Here’s what happens: There is progressive degeneration of motor nerve cells in both the brain (upper motor neurons) and spinal cord (lower motor neurons). As a result, motor neurons lose the ability to communicate with muscles. When the muscles do not contract they begin to atrophy, or waste away. This results in weakness.
This wasting away is often accompanied by twitching. Eventually the person loses the ability to move their arms, legs, and body. ALS affects voluntary muscles only, so the vital organs continue to function. However, at some point the chest wall muscles will weaken and so will the diaphragm leading to respiratory problems. Respiratory failure is the usual cause of death with ALS.
Some patients experience the first symptoms of ALS in their speech and swallowing. This is known as Bulbar onset. Limb onset begins with weakness in an extremity. (In my case, my right foot began “dropping” resulting in trips and falls.)
Typically, ALS strikes between the ages of 40 and 70, but it can happen at any age. According to the ALS Association, about 5,600 people in the United States are diagnosed each year
ALS does not affect a person’s ability to move their eyes, or to hear, taste, smell, or sense touch. In most cases, the mind is not affected. However there is evidence that a small percentage of ALS cases involve memory problems or perhaps even dementia.
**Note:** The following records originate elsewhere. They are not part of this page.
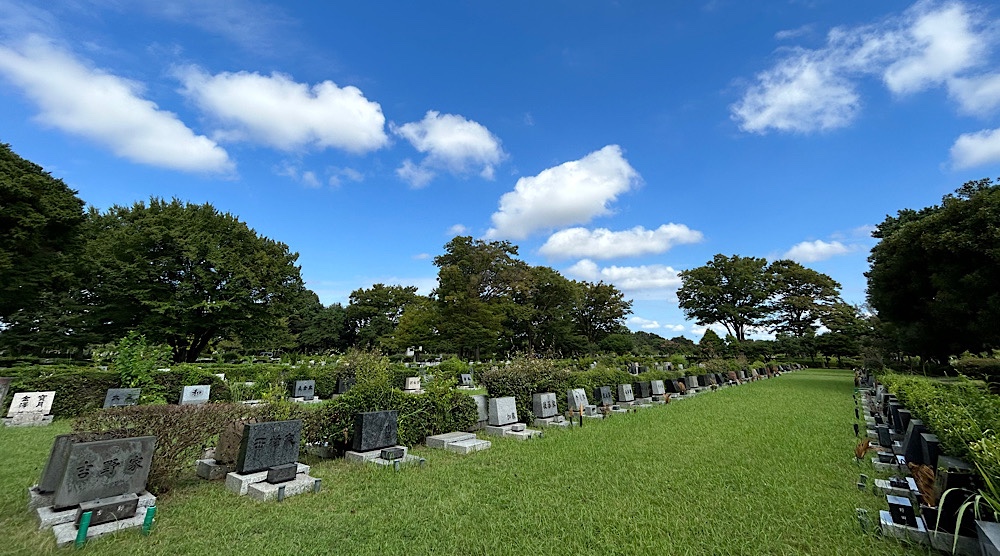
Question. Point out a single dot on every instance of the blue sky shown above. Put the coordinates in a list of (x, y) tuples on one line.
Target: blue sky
[(616, 141)]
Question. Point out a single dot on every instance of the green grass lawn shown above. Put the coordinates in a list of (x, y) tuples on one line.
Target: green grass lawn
[(765, 468)]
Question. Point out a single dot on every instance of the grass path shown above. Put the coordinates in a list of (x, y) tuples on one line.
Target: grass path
[(766, 468)]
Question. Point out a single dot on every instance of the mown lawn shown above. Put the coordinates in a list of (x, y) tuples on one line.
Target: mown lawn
[(765, 468)]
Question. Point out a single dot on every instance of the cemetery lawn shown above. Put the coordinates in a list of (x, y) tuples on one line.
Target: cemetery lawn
[(764, 468)]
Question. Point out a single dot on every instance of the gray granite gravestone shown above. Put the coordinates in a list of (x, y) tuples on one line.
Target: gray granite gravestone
[(375, 430), (269, 444), (103, 469), (117, 397), (503, 411), (544, 405), (195, 395), (625, 393), (305, 389)]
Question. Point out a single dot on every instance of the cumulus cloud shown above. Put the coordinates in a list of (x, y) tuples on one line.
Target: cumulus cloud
[(107, 109), (572, 193), (277, 111), (811, 90), (602, 243), (819, 250), (628, 278)]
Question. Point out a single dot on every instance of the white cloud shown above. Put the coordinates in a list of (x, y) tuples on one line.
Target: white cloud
[(645, 324), (453, 144), (572, 193), (602, 243), (811, 90), (107, 109), (628, 278), (819, 250), (976, 149), (275, 110)]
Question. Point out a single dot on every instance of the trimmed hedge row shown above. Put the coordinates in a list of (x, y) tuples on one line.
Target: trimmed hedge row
[(963, 415)]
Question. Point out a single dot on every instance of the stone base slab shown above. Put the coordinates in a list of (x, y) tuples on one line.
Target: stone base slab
[(238, 484), (266, 492)]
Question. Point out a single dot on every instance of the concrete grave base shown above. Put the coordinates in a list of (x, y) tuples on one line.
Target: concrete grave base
[(211, 470), (239, 483), (66, 532), (27, 420), (363, 457), (48, 518), (916, 534), (266, 492)]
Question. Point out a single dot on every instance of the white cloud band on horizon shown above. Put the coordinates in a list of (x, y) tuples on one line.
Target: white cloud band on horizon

Diagnosis can take quite a while because there simply is no single test for ALS. Many conditions can resemble the early symptoms of ALS. Following a thorough neurological workup, doctors will usually order bloodwork, imaging such as an MRI, electromyography (EMG), nerve conduction velocity studies, a lumbar puncture, and maybe more. Clinical observation over time is sometimes the easiest way to diagnose, though it is anything BUT easy for the patient. The diagnostic process can be very frustrating.
What causes ALS? That’s the big question. In approximately 5 to 10% of cases, there is a genetic link. The patient has a relative with ALS. But the vast majority of cases arise spontaneously. Cause: unknown.
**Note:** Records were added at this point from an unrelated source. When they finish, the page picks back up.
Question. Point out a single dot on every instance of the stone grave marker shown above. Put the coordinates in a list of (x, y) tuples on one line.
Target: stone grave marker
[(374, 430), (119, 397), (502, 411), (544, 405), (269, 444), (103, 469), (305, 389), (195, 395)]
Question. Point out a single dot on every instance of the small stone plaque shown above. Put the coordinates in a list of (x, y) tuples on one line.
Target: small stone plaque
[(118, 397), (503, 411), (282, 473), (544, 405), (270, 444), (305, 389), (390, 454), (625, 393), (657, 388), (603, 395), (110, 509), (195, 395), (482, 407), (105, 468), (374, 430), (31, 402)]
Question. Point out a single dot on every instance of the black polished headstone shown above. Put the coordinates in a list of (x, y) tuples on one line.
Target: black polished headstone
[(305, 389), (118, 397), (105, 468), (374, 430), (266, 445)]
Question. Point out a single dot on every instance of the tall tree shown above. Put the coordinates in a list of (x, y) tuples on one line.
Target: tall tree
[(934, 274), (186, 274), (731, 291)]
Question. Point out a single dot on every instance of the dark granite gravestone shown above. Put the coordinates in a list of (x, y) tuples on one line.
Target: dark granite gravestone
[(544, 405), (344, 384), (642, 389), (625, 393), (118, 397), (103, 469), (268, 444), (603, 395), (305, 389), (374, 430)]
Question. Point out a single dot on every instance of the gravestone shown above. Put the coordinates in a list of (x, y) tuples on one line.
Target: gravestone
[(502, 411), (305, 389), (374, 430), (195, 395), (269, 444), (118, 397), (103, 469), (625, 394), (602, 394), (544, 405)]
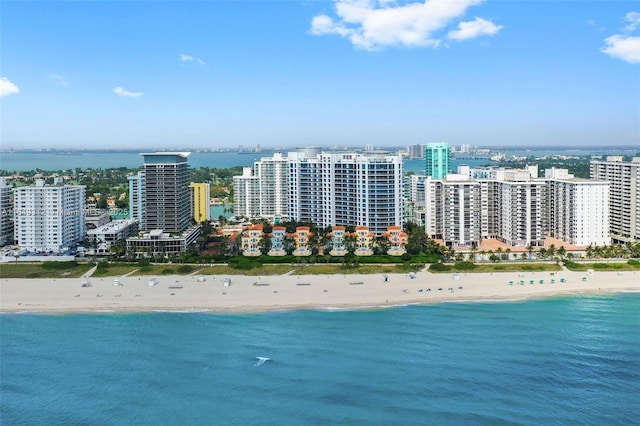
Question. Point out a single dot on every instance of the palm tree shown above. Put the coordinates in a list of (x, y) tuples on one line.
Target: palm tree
[(472, 253), (551, 251), (562, 252), (529, 250)]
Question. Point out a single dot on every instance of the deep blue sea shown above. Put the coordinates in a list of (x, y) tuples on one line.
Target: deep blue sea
[(562, 361)]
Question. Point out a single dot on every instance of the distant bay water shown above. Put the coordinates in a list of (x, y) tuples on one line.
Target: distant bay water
[(49, 161), (23, 161), (570, 360)]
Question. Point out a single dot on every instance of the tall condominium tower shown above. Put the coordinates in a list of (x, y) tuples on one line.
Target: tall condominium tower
[(273, 178), (6, 215), (624, 195), (246, 194), (577, 209), (49, 217), (200, 193), (136, 196), (166, 191), (346, 188), (437, 158)]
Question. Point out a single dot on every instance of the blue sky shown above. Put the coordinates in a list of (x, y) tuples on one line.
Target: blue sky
[(348, 73)]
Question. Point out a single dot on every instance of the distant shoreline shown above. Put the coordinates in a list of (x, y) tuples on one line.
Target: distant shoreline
[(247, 294)]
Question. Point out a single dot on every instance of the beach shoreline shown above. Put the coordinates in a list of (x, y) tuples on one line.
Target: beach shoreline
[(250, 294)]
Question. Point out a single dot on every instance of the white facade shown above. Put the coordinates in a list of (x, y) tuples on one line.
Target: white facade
[(578, 210), (346, 189), (246, 194), (107, 235), (6, 214), (624, 195), (273, 177), (136, 196), (49, 218)]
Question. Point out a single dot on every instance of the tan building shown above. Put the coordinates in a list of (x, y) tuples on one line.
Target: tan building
[(397, 240), (252, 240), (364, 241), (301, 239)]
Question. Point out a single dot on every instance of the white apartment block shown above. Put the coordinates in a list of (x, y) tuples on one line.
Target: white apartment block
[(516, 210), (624, 195), (6, 214), (49, 217), (246, 194), (453, 210), (111, 233), (136, 196), (506, 205), (577, 209), (273, 176), (346, 189)]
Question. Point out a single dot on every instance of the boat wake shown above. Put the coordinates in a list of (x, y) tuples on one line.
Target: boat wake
[(261, 360)]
Prognosis? Currently, 50% of patients diagnosed with ALS survive at least three years or more after diagnosis. 20% live five years or more and up to 10% make it at least ten years. The disease’s rate of progression varies from person to person. Some cases progress rapidly and some very slowly. Each case is unique.
Much research is happening. Stem cell and gene therapy studies show promise. Hopefully in the next thirty or forty years we will have an effective treatment or cure. As of this writing (January 2014) there is only one FDA approved drug – Riluzole® -for ALS and its effectiveness is questionable.